I can imagine that most people probably won’t want to download this file, or load it in memory (un-gzipped) every time they want to use it. I wrote a simple web service that wraps this dataset included in PyOBO. It should be as easy as running with the shell with python -m pyobo.apps.resolver then running the following python code:

import requests

# This is an exact match
successful_request = requests.get('http://localhost:5000/resolve/DOID:14330').json()
# {"identifier": "14330", "name": "Parkinson's disease", "prefix": "doid", "query": "DOID:14330", "success": True}

# This one remaps the prefix if you get it slightly wrong
successful_remapped_request = requests.get('http://localhost:5000/resolve/DO:14330').json()
# {"identifier": "14330", "name": "Parkinson's disease", "prefix": "doid", "query": "DO:14330", "success": True}

# This one can't find the identifier.
unsuccessful_request = requests.get('http://localhost:5000/resolve/DO:00000').json()
# {"identifier": "00000", "message": "Could not look up identifier", "prefix": "doid", "query": "DO:00000", "success": False}

# Keep in mind, the point of this service isn't to validate identifiers.
unsuccessful_crazy_request = requests.get('http://localhost:5000/resolve/DO:thisIsNotRightAtAll').json()
# {"identifier": "thisIsNotRightAtAll", "message": "Could not look up identifier", "prefix": "doid", "query": "DO:thisIsNotRightAtAll", "success": False}

# No mercy for bad prefixes
unsuccessful_prefix_lookup = requests.get('http://localhost:5000/resolve/notanamespace:0000').json()
# {"message": "Could not identify prefix", "query": "notanamespace:0000", "success": False}

It’s especially important that the service normalizes curies first, so both DOID:14330, doid:14330, and DO:14330 can all be resolved to their name, Parkinson’s disease.
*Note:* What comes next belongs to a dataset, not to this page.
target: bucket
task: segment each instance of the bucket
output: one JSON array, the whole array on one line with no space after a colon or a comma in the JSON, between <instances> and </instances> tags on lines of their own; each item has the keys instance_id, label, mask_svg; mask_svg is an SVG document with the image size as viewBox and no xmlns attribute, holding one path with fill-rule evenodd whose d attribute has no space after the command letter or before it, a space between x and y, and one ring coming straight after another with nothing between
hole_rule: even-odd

Because I did extensive manual curation of namespaces and their synonyms, NCBITaxon and taxonomy are both acceptable as well. However, this service doesn’t load from the aforementioned TSV, but rather takes advantage of PyOBO’s internal code for looking up mappings. I can imagine lots of ways I might re-write this service to directly take advantage of this dump (I also invite you to do the same, however best suits you) such as loading it into EdgeDB and auto-generating a GraphQL endpoint.

The last thing that I’m looking into getting this service hosted so everyone can benefit from it without doing dev-ops in their own organizations. Then I will continue to obfuscate all usage and documentation with references to pop culture. Enjoy!